In Chile, fear and the distaste for dictatorship were well foregrounded. But in India, anxieties are laced with a cultural and religious discourse that has confused people about who they are. This discourse gives them a strong sense of belongingness, which is marked by civilizational continuity and minority exclusion. It was evident in the electoral outcomes in Uttar Pradesh, where the language of security and subsistence welfare, riding high on Hindu supremacism, compensated for poor governance

The driving force behind the BJP is providing a sense of security through exclusions and inclusions, and empowerment through discriminating against weaker sections. It is a classical case of Social Darwinism, whose history goes to Gujarat in 2002. But can raising issues concerning rights, unemployment and inflation bring about a commonality that cuts across social groups? Will it restore the loss of credibility that Congress has been facing as groups at the top and bottom of the social hierarchy abandon its social-democratic vision? 
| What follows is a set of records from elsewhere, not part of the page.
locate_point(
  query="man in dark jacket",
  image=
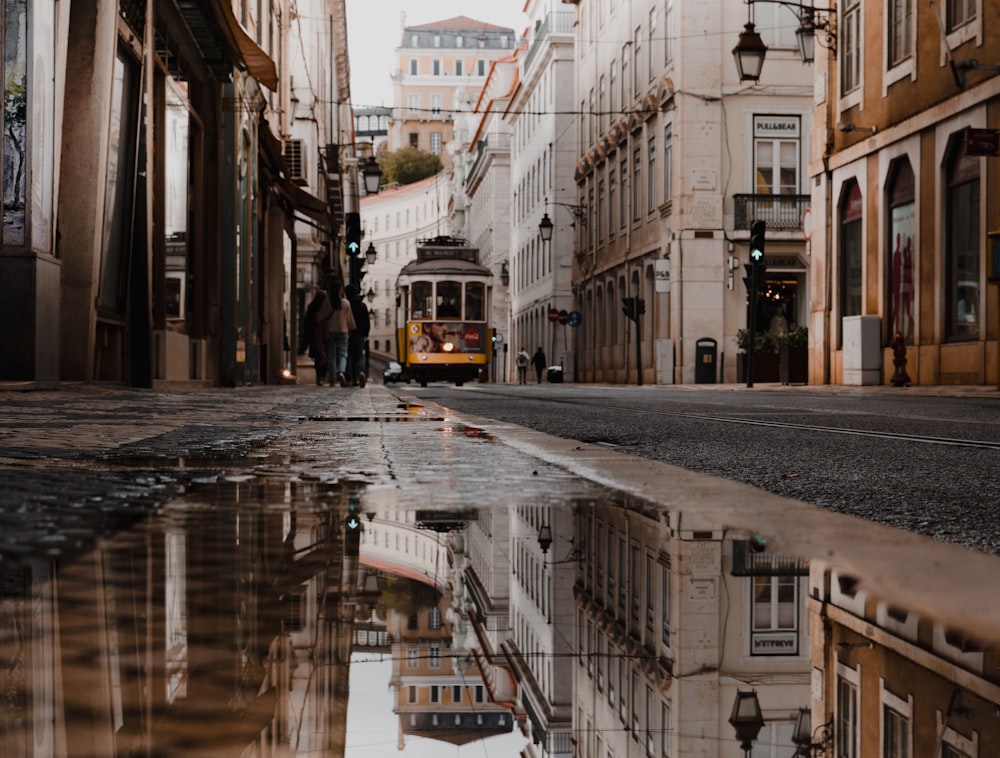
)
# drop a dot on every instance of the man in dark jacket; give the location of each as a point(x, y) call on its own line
point(538, 361)
point(357, 340)
point(313, 337)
Rahul Gandhi has been trying to replace culture with the language of institutions and its capture by the RSS. While this is a vital issue in a liberal democracy, will it mobilise emotions and the sense of belonging necessary for people to galvanise towards it without self-doubt? Here is the need for a much sharper narrative from the Congress party than currently visible. The party cannot afford not to address the narrative set by the BJP. It has to bust the myth of Hindu empowerment by linking the problems of unemployment and inflation to being an empowered Hindu—even as they address the perceived anxieties of Hindus vis-a-vis ‘growing security threat’. This is only possible by taking a steadfast position against obscurantism and possible expansionism of conservative Islamic forces, while standing firmly for the rights of Bilkis Bano and Umar Khalid. Without the former, you cannot do the latter, and attempts will look like appeasement, only fuelling the unstated anxieties of the majority community, groomed by relentless media bombardment. 
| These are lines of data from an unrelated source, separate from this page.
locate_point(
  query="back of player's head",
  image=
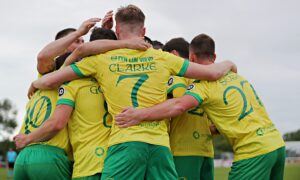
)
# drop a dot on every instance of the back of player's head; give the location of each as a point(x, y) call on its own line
point(157, 44)
point(60, 60)
point(64, 32)
point(203, 47)
point(148, 40)
point(102, 33)
point(178, 44)
point(130, 15)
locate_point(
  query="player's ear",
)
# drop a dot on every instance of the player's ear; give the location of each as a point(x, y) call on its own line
point(175, 52)
point(117, 30)
point(143, 32)
point(214, 58)
point(192, 56)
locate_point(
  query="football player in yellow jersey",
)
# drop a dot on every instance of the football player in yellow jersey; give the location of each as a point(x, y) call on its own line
point(190, 136)
point(138, 78)
point(236, 110)
point(48, 159)
point(87, 135)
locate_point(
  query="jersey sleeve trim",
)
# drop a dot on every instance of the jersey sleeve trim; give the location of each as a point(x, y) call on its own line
point(176, 86)
point(77, 70)
point(184, 67)
point(66, 102)
point(196, 96)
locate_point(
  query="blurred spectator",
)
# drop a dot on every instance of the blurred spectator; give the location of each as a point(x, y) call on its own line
point(11, 156)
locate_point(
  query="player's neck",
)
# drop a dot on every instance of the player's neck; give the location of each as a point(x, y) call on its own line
point(124, 36)
point(204, 61)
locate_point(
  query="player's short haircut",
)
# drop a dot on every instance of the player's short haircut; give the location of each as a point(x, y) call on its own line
point(64, 32)
point(97, 33)
point(60, 60)
point(102, 33)
point(130, 15)
point(157, 44)
point(203, 46)
point(178, 44)
point(148, 40)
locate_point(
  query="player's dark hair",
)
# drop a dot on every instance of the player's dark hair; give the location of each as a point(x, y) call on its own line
point(178, 44)
point(131, 15)
point(157, 45)
point(64, 32)
point(203, 46)
point(148, 40)
point(59, 61)
point(102, 33)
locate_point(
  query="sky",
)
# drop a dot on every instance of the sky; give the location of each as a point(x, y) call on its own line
point(261, 37)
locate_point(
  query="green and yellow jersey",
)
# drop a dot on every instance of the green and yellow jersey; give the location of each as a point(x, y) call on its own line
point(134, 78)
point(189, 132)
point(38, 110)
point(89, 125)
point(236, 110)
Unless these basal instincts are addressed, the message of love or development will not work, just like an assertive mobilisation of Hindus without accompanying development or economic growth does not augur well for the BJP. Today, the electorate is convinced of the mismanagement of the economy by the Modi government but continues to feel a deep sense of cultural belonging. The Aam Aadmi Party manages the complex situation by keeping silent on polarising issues and maintaining a quiet Hindu face along with social development. But the Congress party under Rahul Gandhi has taken on a more explicit ideological struggle without offering a sense of belonging. Merely talking about jobs and prices cannot offset cultural sensibilities.

Finally, will the Bharat Jodo Yatra help Congress revive and transform its organisation and internal culture? Perhaps it has the worst possible organisational culture marked by coteries, anxieties, internal competition and insecurities. There is no togetherness in Congress, only one-up-man-ship. It comes across as a culture of the spoils system encouraged in the party, at least since the 1980s, with a model of outsourcing ticket distribution to those with money and muscle power. These leaders cannot take on ideologically-motivated BJP cadre and RSS leaders. 
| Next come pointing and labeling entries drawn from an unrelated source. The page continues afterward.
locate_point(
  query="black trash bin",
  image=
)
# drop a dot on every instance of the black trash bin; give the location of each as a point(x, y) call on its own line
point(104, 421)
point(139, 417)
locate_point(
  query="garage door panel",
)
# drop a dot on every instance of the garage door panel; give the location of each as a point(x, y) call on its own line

With all its limitations, the RSS inspires its cadre to work towards a larger cause. You will find any number of pracharaks working selflessly without asking what they get in return. Whereas in the Congress party, it is always a bargain system, marked by disillusionment and disappointments. It could well be an off-shoot of dynastic rule. Rahul Gandhi has done well to open up internal elections for a Congress president, who has to be from a relatively marginalised background (such as an OBC), even as the Gandhi family could be a binding moral force. Rahul’s persona, as much as Sonia’s, fits this arrangement. But managing all of this in less than two years is undoubtedly a Herculean task.

The author is an associate professor at the Center for Political Studies, Jawaharlal Nehru University. His book, Politics, Ethics and Emotions in ‘New India’, will be published by Routledge, London, in 2022. The views are personal.